You bet I will, Nora thought to herself; but out loud she said, “Come right in!”
The shivering stopped. Nora realized that, in the space of one moment, she had re-entered the basic condition of her existence—being together with Tengiz. This was, perhaps, the best thing she knew—talking to him, sitting with him at the table, sleeping and sharing her silences with him.
“I want to chase you away and go to bed with you, both at the same time, Tengiz. I’m a Capricorn. For a Capricorn, the world ceases to exist when she is doing what she most loves. And what I love most in the world is you.”
“I adore you, Nora. And I, as it turns out, am a Dragon! Natella has grown keen on astrology, and it’s the best madness she’s ever suffered from.”
“Wait a minute—the Dragon is from another astrological calendar. According to the Chinese, I’m not a Fish … a Goat, I think.”
“For Dragons everything is good! They’re brilliant and wise, and lucky in everything! Like me!”
The dialogue continued, but their clothes already lay in a heap on the floor next to the coatrack. Nora breathed in his smell, the only one in the world that all her receptors were attuned to—sheepskin, the crude country tobacco he liked to smoke, and Tengiz’s body. He noisily expelled a breath of air, like a runner coming in to the finish line.
“Don’t pay any attention to me; it’s just that I haven’t been here for a while.”
But now he was back, and he was still the same, whole and undamaged. Was such a coincidence possible? Inhale, exhale, pulse, blood type, what have you … Nora spat out a piece of the wool that had immediately found its way into her mouth. Tengiz laughed and removed it from her lip. The last time he was in Moscow, it was also winter, and the sheepskin coat had served them trustily in all kinds of unpredictable adventures.
One-and-a-half-year-old Yurik woke up, crawled out of his crib, and toddled up to them. Right away he noticed the bear lying next to the door and grabbed hold of it. He paid no attention to Tengiz. Nora, hopping on one foot, struggled to put on her trousers, which had turned inside out. Tengiz shook out the sheepskin, releasing a cloud of the acrid fragrance, and hung it on a hook on the coatrack.

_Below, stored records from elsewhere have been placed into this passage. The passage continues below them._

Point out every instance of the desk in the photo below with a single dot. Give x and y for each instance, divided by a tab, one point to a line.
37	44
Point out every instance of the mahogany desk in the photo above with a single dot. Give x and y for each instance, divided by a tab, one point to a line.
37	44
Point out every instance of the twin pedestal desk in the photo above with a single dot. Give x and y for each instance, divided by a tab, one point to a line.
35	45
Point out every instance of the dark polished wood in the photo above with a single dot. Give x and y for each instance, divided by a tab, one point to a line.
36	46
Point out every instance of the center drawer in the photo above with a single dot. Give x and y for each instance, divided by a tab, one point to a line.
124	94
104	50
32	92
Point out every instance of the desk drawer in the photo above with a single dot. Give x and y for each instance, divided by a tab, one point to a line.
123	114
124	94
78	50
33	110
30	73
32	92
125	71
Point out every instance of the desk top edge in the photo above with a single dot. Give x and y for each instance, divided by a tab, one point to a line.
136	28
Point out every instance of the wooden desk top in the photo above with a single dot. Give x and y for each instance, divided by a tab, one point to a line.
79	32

“Now, where were we?” he asked Nora, and took out a handful of tangerines and a bottle of Cognac from his duffel bag.
“Right here, at this very place,” Nora said, laughing. No, they hadn’t parted ways. They hadn’t parted in any sense whatsoever.

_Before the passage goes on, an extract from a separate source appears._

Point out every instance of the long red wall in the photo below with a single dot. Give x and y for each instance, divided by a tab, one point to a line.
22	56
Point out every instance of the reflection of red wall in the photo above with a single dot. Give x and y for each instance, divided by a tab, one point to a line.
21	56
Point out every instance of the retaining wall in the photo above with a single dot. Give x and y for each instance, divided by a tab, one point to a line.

Nora picked up Yurik along with the bear and started dressing him.
While Yurik was introducing the new bear to the old one, Nora went out to the kitchen. “Are you hungry?”
Tengiz nodded. “I haven’t had a bite to eat since yesterday.”

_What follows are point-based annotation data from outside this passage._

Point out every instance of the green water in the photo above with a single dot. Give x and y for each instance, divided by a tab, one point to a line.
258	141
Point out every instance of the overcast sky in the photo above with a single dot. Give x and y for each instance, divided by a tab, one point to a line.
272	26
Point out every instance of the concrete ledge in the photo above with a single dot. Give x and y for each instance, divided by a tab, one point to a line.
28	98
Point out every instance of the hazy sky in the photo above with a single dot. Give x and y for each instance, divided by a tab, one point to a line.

“Buckwheat porridge. Sauerkraut. That’s all there is.”
“Excellent.”
He ate slowly, almost reluctantly, as though he wasn’t even hungry, like all well-mannered Georgians. Nora sat across from him, her chin resting on her interlocking fingers, not feeling anything but his nearness, while he ate silently; but her entire body, still full of his presence, glowed with happiness.